In a perfect world each tractor would be paired with a trailer and both would be spec’d for maximum fuel efficiency, minimizing emissions, and improving profitability. But the dynamic nature of the trucking industry makes this impossible. While some fleets have dedicated consistent loads and routes, most do not.
Our report found that the majority of tractors pulling dry van and refrigerated 53-foot trailers operate in a drop and hook mode, keeping the tractor assets moving as much as feasible rather than waiting for trailers to be loaded or unloaded.
Ultimately what we found was that while intentional pairing of tractors and trailers is feasible, it is not realistic given the realities of today’s trucking market. Duh, many of you say, agreed. But there were some very interesting insights as we conducted our research. Read on…
However, new technology increases the feasibility and lowers the cost and complexity of matching/pairing. The evolution of the internet-of-things means real time asset management systems can have independent access to driver information, tractor characteristics, trailer characteristics, asset status and location, loads, routes, weather, etc.
We found that fleets would consider matching more tractor-trailer by models for savings, where a 5% to 10% net improvement in truck operating costs could be enough to interest fleets in changing operations to facilitate intentional pairing.
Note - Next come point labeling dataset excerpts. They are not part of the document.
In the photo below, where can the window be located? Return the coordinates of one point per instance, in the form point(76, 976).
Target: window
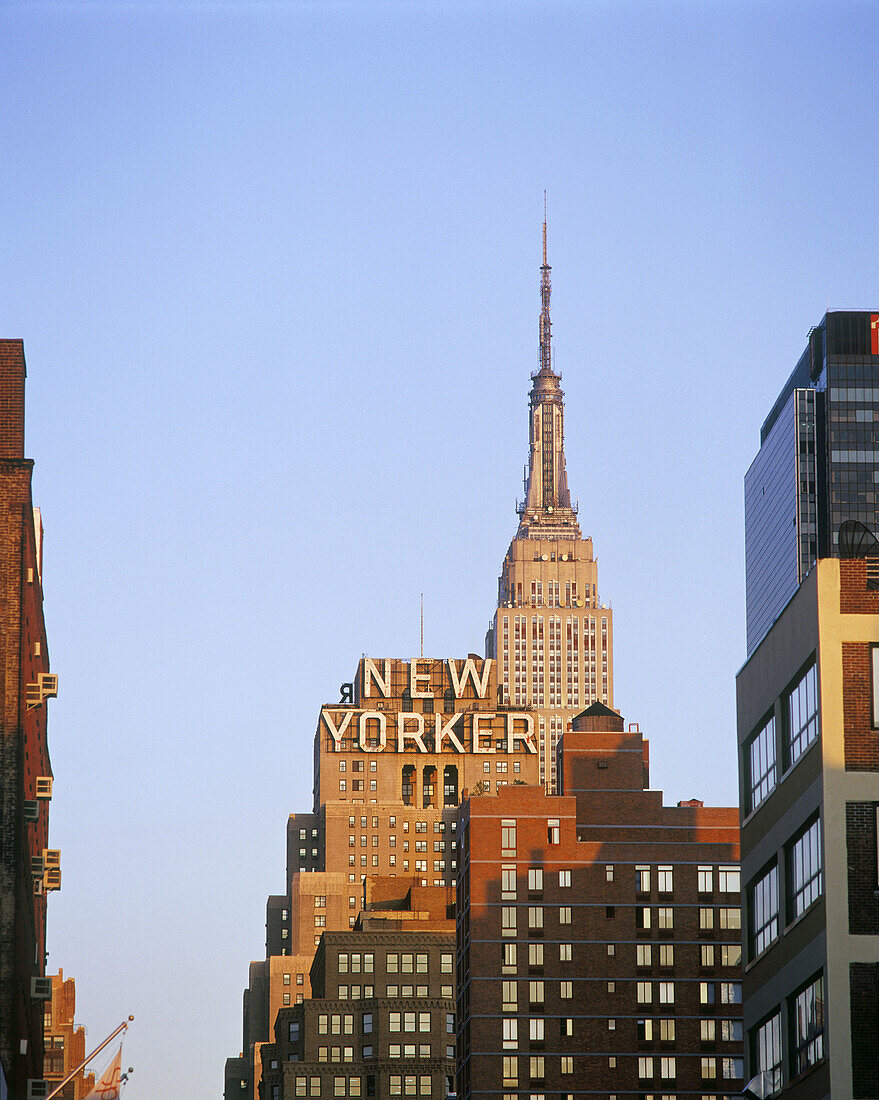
point(806, 1012)
point(767, 1049)
point(728, 879)
point(802, 715)
point(762, 773)
point(764, 911)
point(804, 869)
point(729, 917)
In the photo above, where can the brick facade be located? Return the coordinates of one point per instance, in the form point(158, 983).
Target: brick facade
point(23, 746)
point(599, 933)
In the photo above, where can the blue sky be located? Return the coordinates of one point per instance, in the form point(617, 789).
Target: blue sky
point(276, 271)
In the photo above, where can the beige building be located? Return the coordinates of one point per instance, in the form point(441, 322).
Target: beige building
point(551, 636)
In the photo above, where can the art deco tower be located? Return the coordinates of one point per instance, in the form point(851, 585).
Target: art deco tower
point(550, 636)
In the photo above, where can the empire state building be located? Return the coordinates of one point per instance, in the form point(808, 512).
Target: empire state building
point(551, 637)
However, the analysis needs to include factors such as net annual revenue miles, driver hours of service limits on mileage, customer retention, etc. in addition to trip MPG factors.
Intentional pairing shows potential for a few situations. For example, lightweight tractors paired to lightweight trailers can maximize payload in a tradeoff with service life and gradeability. See the upcoming RunonLessRegional beverages participant. Down-sped transmissions can be optimized for specific routes and loads. High power tractors can be focused on demanding mountain routes. Aerodynamically optimized units can be focused on higher speed routes where they obtain the best benefits versus non-aerodynamic ones.
While intentional pairing has the potential to benefit freight transport in certain specific circumstances, it represents a fundamental shift in the way the majority of fleets operate today. While I don’t expect to see fleets all of sudden move toward the intentional pairing of tractors and trailers, it was interesting to research the subject and be reminded of just how complicated the movement of freight really is. And even given this complexity we still are doing a pretty good job of improving our overall freight efficiency. Good job!